In CUPIDO, SIMULA has developed a novel particle tracking-based method to simulate the distribution of nanoparticles in the heart mediated by perfusion. To model blood flow through perfused tissue they follow the approach of others and treat the tissue as a porous medium in a continuum model [Michler et al. – 2013]. Perfused heart tissue is modelled as a superposition of three porous materials that represent perfusion at the artery, arteriole, and capillary level.

However, the main problem to solve for the distribution of nanoparticles was the discrepancy of scales between advection in arteries and diffusion. Classically, solutes are modelled using reaction-advection-diffusion kinetics. When advective forces dominate much over diffusion this method becomes, practically speaking, numerically unstable and too computationally expensive. SIMULA proposed a method that splits the issue: in arteries, it tracks a bolus of nanoparticles by particle tracking based purely on advection, while in capillaries it utilizes an effective diffusion coefficient that mimics capillary blood flow to track the distribution of nanoparticles.
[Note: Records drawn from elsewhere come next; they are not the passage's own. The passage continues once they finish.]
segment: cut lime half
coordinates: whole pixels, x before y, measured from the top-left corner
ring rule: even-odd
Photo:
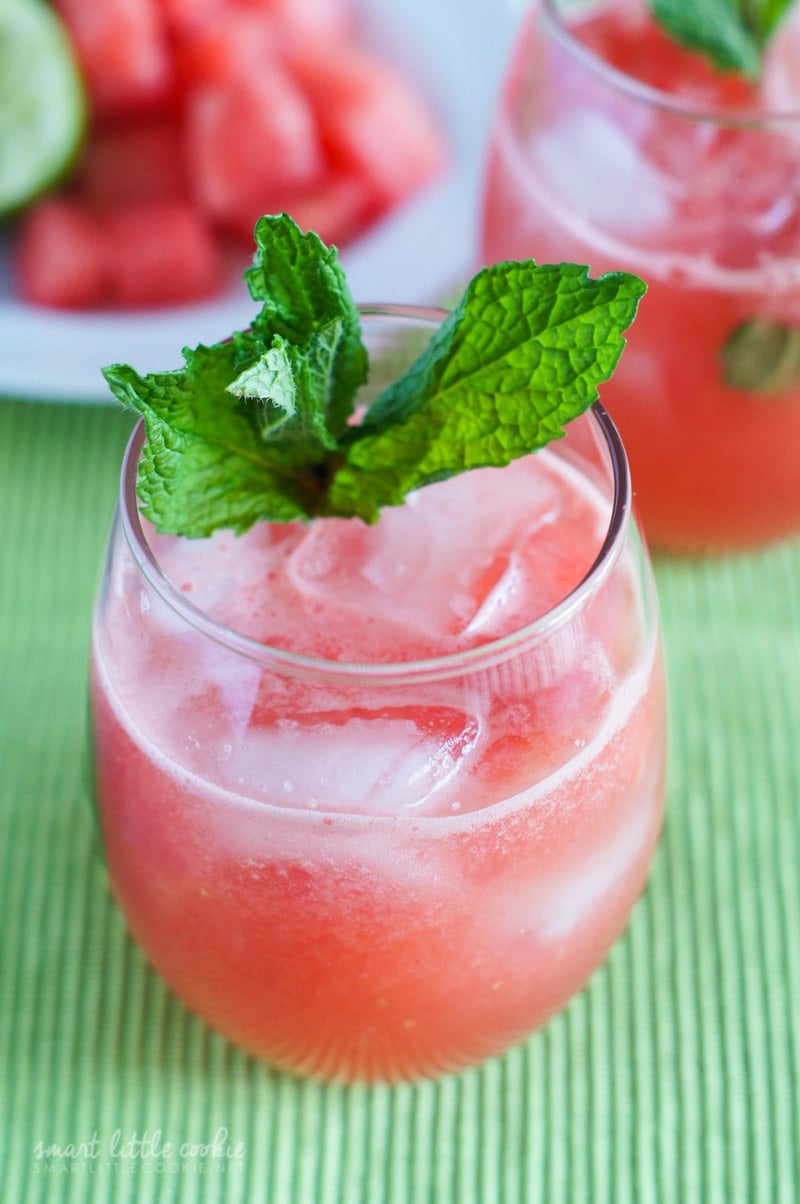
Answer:
[[[43,0],[0,0],[0,216],[59,180],[85,124],[83,82],[59,17]]]

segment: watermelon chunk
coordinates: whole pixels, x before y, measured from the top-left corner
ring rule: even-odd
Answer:
[[[267,12],[284,34],[300,45],[330,48],[355,36],[355,11],[349,0],[244,0]]]
[[[87,309],[103,292],[105,246],[80,202],[44,200],[22,223],[15,266],[19,291],[35,305]]]
[[[186,122],[195,200],[220,226],[249,229],[251,239],[262,213],[323,174],[314,115],[278,63],[255,77],[194,88]]]
[[[188,202],[147,201],[104,214],[106,304],[173,305],[210,296],[223,278],[213,234]]]
[[[180,201],[96,209],[42,201],[23,223],[17,254],[22,296],[61,308],[170,305],[214,292],[220,252],[195,210]]]
[[[73,186],[91,205],[188,199],[180,121],[167,115],[105,124],[89,140]]]
[[[177,45],[187,33],[201,29],[230,7],[230,0],[158,0],[166,27]]]
[[[184,89],[216,81],[231,86],[272,71],[280,54],[274,20],[250,9],[231,9],[187,33],[176,44],[178,75]]]
[[[391,66],[355,47],[296,49],[295,79],[317,117],[334,166],[364,177],[388,207],[443,168],[438,126],[414,89]]]
[[[313,230],[323,242],[342,247],[351,242],[380,214],[369,183],[357,172],[330,171],[318,184],[287,192],[281,209],[290,213],[301,230]],[[241,234],[252,238],[244,227]]]
[[[156,0],[55,0],[83,69],[95,119],[164,107],[172,54]]]

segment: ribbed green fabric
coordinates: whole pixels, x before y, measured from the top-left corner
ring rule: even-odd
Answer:
[[[189,1016],[106,892],[84,675],[130,425],[0,402],[0,1200],[796,1204],[800,543],[657,564],[668,821],[588,990],[482,1069],[325,1087]],[[220,1129],[238,1157],[181,1153]]]

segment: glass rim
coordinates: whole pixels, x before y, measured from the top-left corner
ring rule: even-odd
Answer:
[[[564,0],[541,0],[541,11],[551,34],[570,57],[615,91],[649,108],[688,121],[715,125],[758,128],[767,125],[791,125],[800,122],[800,107],[775,109],[747,105],[704,105],[688,97],[676,96],[663,88],[647,84],[606,62],[571,32],[564,20]]]
[[[423,325],[440,324],[448,312],[435,306],[379,303],[359,305],[358,310],[362,317],[410,320]],[[507,635],[440,656],[386,662],[326,660],[262,643],[218,622],[195,606],[161,568],[142,526],[136,492],[139,457],[146,439],[142,418],[136,423],[125,449],[120,472],[118,514],[126,542],[139,570],[162,601],[201,635],[232,653],[255,661],[264,668],[318,681],[361,681],[369,684],[397,685],[411,681],[443,680],[499,664],[510,659],[518,649],[527,649],[550,637],[596,593],[616,563],[631,520],[632,493],[628,458],[619,432],[600,401],[595,401],[581,418],[593,422],[602,436],[611,470],[611,512],[605,536],[592,563],[576,585],[555,606],[530,623]],[[536,452],[529,454],[535,455]]]

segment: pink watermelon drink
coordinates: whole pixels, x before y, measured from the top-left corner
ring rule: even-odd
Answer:
[[[543,0],[488,163],[487,262],[576,258],[648,281],[603,392],[649,540],[800,529],[800,15],[758,82],[660,31],[643,0]]]
[[[437,321],[365,315],[371,357]],[[518,1041],[606,957],[662,818],[657,612],[604,411],[374,525],[206,539],[141,517],[142,444],[91,676],[135,939],[295,1072],[416,1078]]]

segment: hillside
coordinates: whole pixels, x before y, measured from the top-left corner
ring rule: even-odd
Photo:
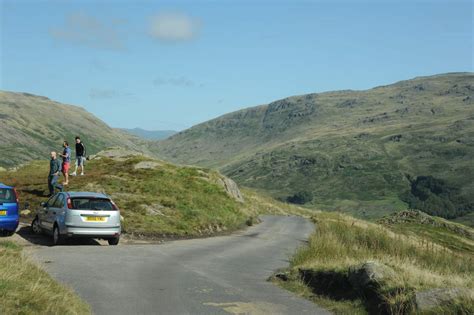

The study, now published in the Biophysical Journal , demonstrates that, as opposed to advection-diffusion kinetics, SIMULA’s method is numerically stable for advection-dominated problems like blood flow, as well as computationally much more efficient . Using this method allows for the simulation of multiple cardiac cycles of a left ventricle using a conventional laptop, enabling simulations over experimentally relevant time frames.

Nanoparticle distribution in the left ventricle geometry over three cardiac cycles at t = 1.0, 2.0, 3.0 s (left to right). Values are shown as a fraction of the maximum concentration.

In CUPIDO, the method has been used to compare the distributions in the left ventricle of CaP- and FeCaP-nanoparticles, demonstrating that distribution patterns are influenced by the presence of magnetic forces. The model shows that the difference in distribution grows with a quadratic function over time, and full perfusion is much faster using FeCaP nanoparticles, compared to CaP ones. These results indicate that the use of magnetic forces to manipulate nanoparticle distribution and deposition is viable.